You may have already purchased a term life cover before you entered a relationship with your partner. However, since it was done when you were single, it will be only enough to take care of the obligations and liabilities in your pre-couple stage.
As a couple, the expenses increase, so you must consider topping up your term life cover to take care of the entire family’s financial needs when you are not there.
In our financial guide for couples, we suggest that you simply calculate the difference between your current coverage and what you need to have. You can fill in the gap by purchasing a second plan.
5. Plan Out Your Estate:
Even if you have just started out with your financial planning journey and think there is really no estate to plan for as a couple, you could not be more wrong. Any asset of significant value that you and your partner own, including a home, car, jewelry, current and savings bank accounts, fixed deposits, and investments, is part of your estate.

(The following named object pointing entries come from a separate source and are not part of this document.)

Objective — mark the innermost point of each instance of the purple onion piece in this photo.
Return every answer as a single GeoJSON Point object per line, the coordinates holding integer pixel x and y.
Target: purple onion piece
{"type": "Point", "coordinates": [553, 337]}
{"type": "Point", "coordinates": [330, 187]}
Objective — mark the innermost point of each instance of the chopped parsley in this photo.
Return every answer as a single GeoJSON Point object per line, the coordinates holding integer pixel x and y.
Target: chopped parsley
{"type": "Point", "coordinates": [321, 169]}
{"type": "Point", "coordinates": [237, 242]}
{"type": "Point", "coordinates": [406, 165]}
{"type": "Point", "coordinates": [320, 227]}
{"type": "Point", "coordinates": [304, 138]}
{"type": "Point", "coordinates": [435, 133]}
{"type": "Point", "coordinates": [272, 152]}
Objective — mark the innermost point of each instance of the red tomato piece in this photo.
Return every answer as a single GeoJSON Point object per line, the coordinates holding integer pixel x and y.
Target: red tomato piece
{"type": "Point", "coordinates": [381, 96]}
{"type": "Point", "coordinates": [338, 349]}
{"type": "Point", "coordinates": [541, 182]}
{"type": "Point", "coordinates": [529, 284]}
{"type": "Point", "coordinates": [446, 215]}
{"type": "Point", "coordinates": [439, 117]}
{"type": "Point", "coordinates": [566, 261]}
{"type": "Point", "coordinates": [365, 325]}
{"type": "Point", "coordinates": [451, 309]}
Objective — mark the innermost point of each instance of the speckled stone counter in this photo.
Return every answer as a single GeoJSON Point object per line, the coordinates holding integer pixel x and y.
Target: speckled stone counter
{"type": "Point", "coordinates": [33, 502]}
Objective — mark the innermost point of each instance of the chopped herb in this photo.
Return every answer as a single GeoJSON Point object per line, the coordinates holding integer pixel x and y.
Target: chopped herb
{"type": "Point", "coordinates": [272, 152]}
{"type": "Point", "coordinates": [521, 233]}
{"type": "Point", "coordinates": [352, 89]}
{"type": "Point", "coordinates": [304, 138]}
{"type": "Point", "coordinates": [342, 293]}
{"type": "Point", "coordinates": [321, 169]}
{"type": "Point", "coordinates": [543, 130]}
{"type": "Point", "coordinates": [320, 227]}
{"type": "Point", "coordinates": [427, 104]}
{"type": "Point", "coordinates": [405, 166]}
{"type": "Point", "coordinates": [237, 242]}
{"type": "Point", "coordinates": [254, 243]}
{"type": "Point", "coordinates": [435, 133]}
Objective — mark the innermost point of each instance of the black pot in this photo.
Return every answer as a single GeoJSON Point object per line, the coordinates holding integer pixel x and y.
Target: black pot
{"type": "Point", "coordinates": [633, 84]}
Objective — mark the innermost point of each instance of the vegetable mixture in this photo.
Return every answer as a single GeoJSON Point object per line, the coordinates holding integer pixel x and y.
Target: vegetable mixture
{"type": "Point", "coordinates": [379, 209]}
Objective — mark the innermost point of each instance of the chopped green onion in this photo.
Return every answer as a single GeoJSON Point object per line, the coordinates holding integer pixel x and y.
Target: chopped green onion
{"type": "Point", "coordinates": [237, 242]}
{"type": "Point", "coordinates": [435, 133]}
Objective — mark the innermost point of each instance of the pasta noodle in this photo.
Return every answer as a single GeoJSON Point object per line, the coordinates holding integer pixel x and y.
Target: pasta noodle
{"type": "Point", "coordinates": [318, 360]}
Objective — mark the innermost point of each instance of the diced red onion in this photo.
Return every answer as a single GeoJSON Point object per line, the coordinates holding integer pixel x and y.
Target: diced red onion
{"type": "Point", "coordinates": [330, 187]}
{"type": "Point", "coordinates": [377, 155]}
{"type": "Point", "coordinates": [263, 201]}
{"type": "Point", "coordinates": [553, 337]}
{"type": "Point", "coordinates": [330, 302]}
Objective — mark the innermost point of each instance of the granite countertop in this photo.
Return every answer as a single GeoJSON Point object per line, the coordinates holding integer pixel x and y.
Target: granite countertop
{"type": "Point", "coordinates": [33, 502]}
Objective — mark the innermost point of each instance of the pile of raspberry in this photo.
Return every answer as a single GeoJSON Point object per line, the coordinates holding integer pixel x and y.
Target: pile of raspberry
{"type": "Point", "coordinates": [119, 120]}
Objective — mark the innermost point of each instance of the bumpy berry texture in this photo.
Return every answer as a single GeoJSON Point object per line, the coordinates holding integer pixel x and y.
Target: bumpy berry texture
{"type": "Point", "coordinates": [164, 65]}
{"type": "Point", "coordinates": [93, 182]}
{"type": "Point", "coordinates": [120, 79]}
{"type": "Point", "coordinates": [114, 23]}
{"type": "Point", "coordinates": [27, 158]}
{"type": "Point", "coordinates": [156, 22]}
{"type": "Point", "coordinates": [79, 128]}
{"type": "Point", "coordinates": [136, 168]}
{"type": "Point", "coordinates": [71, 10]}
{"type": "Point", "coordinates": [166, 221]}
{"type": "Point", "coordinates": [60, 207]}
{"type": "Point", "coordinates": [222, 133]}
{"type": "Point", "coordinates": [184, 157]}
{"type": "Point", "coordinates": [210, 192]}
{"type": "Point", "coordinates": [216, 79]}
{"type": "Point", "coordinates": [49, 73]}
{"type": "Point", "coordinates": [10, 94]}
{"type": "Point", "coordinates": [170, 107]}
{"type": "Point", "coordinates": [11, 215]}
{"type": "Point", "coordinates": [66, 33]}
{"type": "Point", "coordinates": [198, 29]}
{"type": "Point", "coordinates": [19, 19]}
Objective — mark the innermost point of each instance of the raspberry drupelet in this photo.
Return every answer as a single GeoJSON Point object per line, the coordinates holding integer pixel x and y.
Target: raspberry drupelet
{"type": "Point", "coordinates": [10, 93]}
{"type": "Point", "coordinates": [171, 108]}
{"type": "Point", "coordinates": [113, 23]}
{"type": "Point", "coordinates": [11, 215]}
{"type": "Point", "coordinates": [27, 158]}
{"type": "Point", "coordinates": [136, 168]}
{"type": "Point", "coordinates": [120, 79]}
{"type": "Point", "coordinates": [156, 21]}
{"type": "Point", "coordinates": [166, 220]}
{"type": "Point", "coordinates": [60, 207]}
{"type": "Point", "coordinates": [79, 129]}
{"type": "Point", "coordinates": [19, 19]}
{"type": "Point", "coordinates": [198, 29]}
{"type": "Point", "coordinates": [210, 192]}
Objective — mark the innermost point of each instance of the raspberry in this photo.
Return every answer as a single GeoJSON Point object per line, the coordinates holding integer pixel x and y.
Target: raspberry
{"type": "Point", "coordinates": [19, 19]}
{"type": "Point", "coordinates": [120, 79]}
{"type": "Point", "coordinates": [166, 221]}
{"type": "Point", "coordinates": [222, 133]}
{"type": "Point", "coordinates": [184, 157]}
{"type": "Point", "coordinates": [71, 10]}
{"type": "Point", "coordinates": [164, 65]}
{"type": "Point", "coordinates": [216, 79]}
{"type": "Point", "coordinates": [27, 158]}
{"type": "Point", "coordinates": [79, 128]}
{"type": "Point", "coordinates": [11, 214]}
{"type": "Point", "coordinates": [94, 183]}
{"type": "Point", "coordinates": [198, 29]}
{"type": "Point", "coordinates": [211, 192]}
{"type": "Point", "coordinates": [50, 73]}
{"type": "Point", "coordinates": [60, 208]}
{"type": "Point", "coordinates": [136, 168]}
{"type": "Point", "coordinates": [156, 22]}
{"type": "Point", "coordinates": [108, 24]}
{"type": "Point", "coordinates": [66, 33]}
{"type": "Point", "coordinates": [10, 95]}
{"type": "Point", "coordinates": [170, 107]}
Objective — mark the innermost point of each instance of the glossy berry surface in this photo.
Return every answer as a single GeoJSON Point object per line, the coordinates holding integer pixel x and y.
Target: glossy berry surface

As per our financial guide for couples, we encourage them to include estate planning as a part of their overall financial planning process right from the moment they start accumulating these assets. All you need to do is to list out the beneficiaries that will help identify the owners in the event of your untimely demise.
Starting your journey as a couple in any relationship requires effort, patience, and money. With our financial guide for couples, you can ensure that your financial future is secure. That’s the best gift that any partner can give on Valentine’s Day.
What is the best way for couples to start saving?
A systematic approach to savings is the way to save for couples. Save 10% of your monthly earnings and let it accrue interest over time.
How often should you track your financial plan?
Ideally, you should track and monitor your financial plan and goals as a couple every year.
What should you do if you have a lot of debt?
Smartly managing existing debt is an important part of financial planning as a couple otherwise, there will not be any savings left when the month ends.